The PSR has opened a consultation on proposed changes to its Specific Direction 3 (SD3), which governs Pay.UK’s legal responsibilities in modernising payment infrastructure for faster payments (FPS).
The consultation follows significant changes to the New Payments Architecture (NPA) programme, making it impossible for Pay.UK to meet the current SD3 requirement to migrate all FPS transactions to a new, competitively procured system by July 1, 2026.
This delay is expected to extend the lifespan of the existing FPS infrastructure far beyond earlier projections.
The PSR is proposing amendments to SD3 to ensure the resilience of FPS and strengthen regulatory oversight, while advancing its key objectives: improved access; innovation; adaptability; reduced financial crime; and enhanced competition, including promoting account-to-account retail payments as viable alternatives to card-based systems.
This follows the UK’s government’s subtle critique of progress with the New Payments Architecture so far.
In the National Payments Vision, HM Treasury said it had “considered carefully” the role of the New Payments Architecture programme and concluded that “a more agile and flexible approach to delivering the UK’s infrastructure needs is required to ensure the UK is primed to seize the opportunities of next generation technologies.”
What is the PSR consulting on?
The PSR is seeking feedback on its proposed changes to SD3:
- Removing the current SD3 deadline: The PSR suggests eliminating the existing deadline and granting itself the authority to set a new timeline.
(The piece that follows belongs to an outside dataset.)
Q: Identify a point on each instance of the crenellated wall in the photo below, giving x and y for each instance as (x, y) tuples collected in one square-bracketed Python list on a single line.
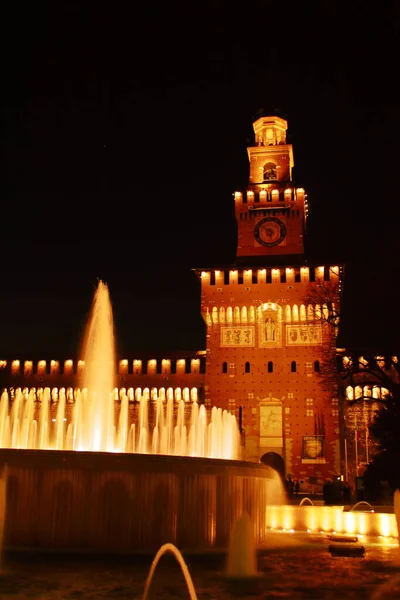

Any revised deadline would not be before July 1, 2036.
- Strengthening oversight: A "non-objection" mechanism would require the PSR's approval before Pay.UK finalises or extends contracts for infrastructure services, ensuring alignment with regulatory goals.
- Enhancing the regulatory framework: The PSR plans to update its 2021 Regulatory Framework to mitigate risks to competition and innovation, with a detailed consultation timeline to be published alongside the SD3 decision.
Stakeholders are invited to submit feedback on the proposed changes by 5pm on January 21, 2025; the PSR aims to deliver its decision in Spring 2025.
What does the National Payments Vision suggest?
In the National Payments Vision, the UK government tasked the Payments Vision Delivery Committee to direct the Bank of England and the PSR in refreshing the strategy for the UK's retail payments infrastructure.
This includes clarifying upgrades needed for FPS, assessing broader infrastructure requirements and proposing governance reforms, including changes to Pay.UK.
The approach, which the government says needs to be outlined by Q2 2025, will address regulatory congestion while addressing “the need for the UK’s infrastructure to serve equitably a diverse array of market actors, both in terms of functionality and access”.